I also became a legal expert, medical director of multiple nursing facilities, took on a job as an assistant medical director of a hospice, started a palliative care program, and consulted with home healthcare companies.

And I read every white paper, medical economics article, and op-ed that I could get my hands on. I learned many details, but my research can be distilled into one overwhelming and primary concept. This “secret sauce” is, I believe, what will separate the men from the boys and the women from the girls. 

It is the most basic question that each primary care practice has to ask itself if it wants to survive the slaughter that is surely coming.

But first, a few principles that the reader may or may not agree with:

  1. Whether we like it or not, health care’s pound of flesh is coming from physicians and patients. That’s right — at the end of the day, pharmaceutical companies, insurers, politicians, and administrators will all come out of this catastrophe with healthy bank accounts and bulging pockets. If you don’t believe this, I can’t help you. The Medicare data dump and Obamacare‘s large out-of-pocket deductibles are just a few glaring examples.  I won’t go into depth about this subject because it would require a series of blog posts — at minimum.
  2. The primary goal of both the government and insurers is to cut costs, not to improve care. Said another way, payers may give extra money for innovative models that reduce healthcare costs and produce more healthy patients in the short term.  But eventually, they will stop. They want to have their cake and eat it, too. I don’t care if your model creates a 15% future savings, if it costs insurers 15% extra up front, it is a zero-sum game. Don’t expect their support in the future.

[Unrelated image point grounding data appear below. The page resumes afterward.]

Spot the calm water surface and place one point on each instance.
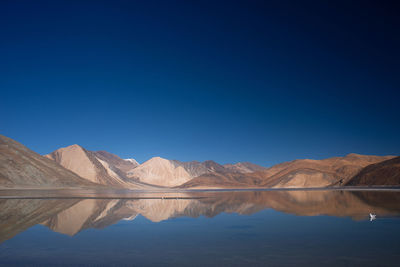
(259, 228)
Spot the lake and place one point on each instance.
(223, 228)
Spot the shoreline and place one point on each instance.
(112, 193)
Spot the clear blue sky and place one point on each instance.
(259, 81)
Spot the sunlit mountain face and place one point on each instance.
(77, 213)
(212, 228)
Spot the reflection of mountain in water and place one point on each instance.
(71, 216)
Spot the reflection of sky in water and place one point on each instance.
(266, 237)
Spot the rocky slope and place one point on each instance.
(98, 167)
(385, 173)
(170, 173)
(21, 167)
(297, 173)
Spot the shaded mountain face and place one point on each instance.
(70, 216)
(383, 173)
(21, 167)
(98, 167)
(171, 173)
(299, 173)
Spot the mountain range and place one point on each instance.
(75, 166)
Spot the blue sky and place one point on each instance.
(259, 81)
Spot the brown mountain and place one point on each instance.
(21, 167)
(98, 167)
(170, 173)
(383, 173)
(294, 174)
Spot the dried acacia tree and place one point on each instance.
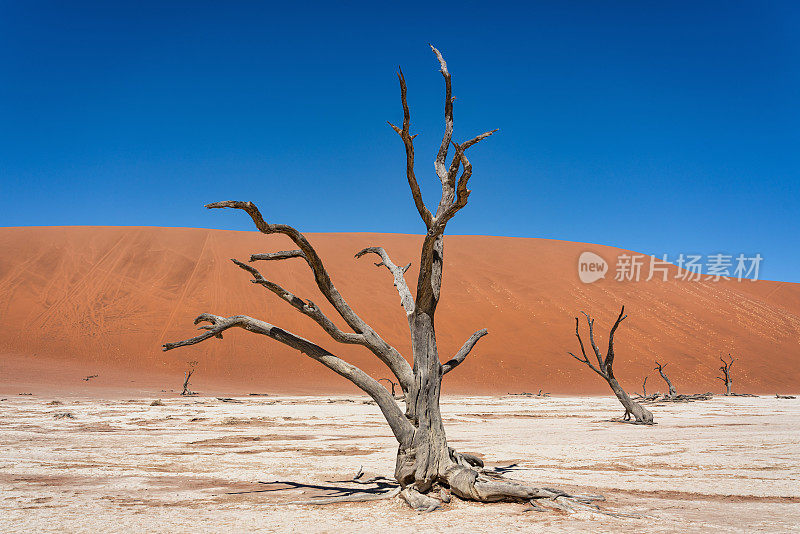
(187, 375)
(392, 383)
(427, 469)
(605, 369)
(660, 369)
(726, 373)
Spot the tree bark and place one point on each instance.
(427, 469)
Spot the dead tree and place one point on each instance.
(187, 375)
(660, 369)
(391, 383)
(726, 373)
(427, 469)
(605, 369)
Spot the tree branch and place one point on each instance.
(307, 308)
(401, 427)
(441, 158)
(463, 351)
(600, 361)
(408, 141)
(281, 255)
(406, 299)
(388, 354)
(610, 354)
(585, 358)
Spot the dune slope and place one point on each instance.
(76, 301)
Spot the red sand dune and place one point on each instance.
(78, 301)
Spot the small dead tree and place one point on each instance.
(660, 369)
(187, 375)
(427, 469)
(726, 373)
(605, 369)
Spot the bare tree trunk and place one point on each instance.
(726, 374)
(606, 370)
(660, 369)
(427, 469)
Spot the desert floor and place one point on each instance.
(199, 464)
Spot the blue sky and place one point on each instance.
(657, 127)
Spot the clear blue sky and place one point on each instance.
(662, 127)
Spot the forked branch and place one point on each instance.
(401, 427)
(406, 298)
(388, 354)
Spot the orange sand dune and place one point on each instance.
(77, 301)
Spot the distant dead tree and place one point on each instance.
(392, 383)
(187, 375)
(427, 469)
(660, 369)
(605, 369)
(726, 373)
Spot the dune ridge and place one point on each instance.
(76, 301)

Will any of this ever change, and will change come from outside or from within? I don’t have the answer. That being said, the litmus test for any current practice model has become the overhead.

Let me say this again:

If you want to survive today in primary-care medicine, you must have an extraordinarily low practice overhead.

The government will not pay you more. Insurers will not pay you more (ex, the pound of flesh we talked about previously). Patients can afford some concierge and direct-pay fees, but do not expect to be able to leverage them, either — they’re also getting squeezed by health care.  

In addition, because of inflation, meaningful use, technology, rental fees, etc, the cost of doing business and compliance will only go up in the next decade.

Primary care doctors who have been drowning for years understand all of this. I believe that they have one of two options: They can either throw their hands up in the air and join Corp Med for stability (the majority), or they can begin an alternative low overhead practice (concierge or direct pay). Mind you, those PCPs who opt for a new model are generally working very lean.

Non-primary care doctors trying to enter this space, I believe, have not benefited from the years of being caught under the wheel. They generally opt for high overhead, personnel-intensive, high-flair practices that truly deliver an awesome product.

But my prediction is that these practices will die an unfortunate and costly death. Because, in the end, no one will pay for it. Medicare won’t pay for it; the insurers may pay for a period of time, but not indefinitely; patients won’t pay for it; and while venture capitalists and tech visionaries may pay in the short term, eventually they won’t like losing money, either.

That’s why I blended a home-based practice and nursing home work as the two arms of my new business. The common thread, of course, is almost zero overhead. That is where my experience has led me.

Do you want to know if your practice has the right stuff to survive the turbulent future that primary care faces? Ask yourself this question:

How much of every dollar that you make are you paying out to someone else?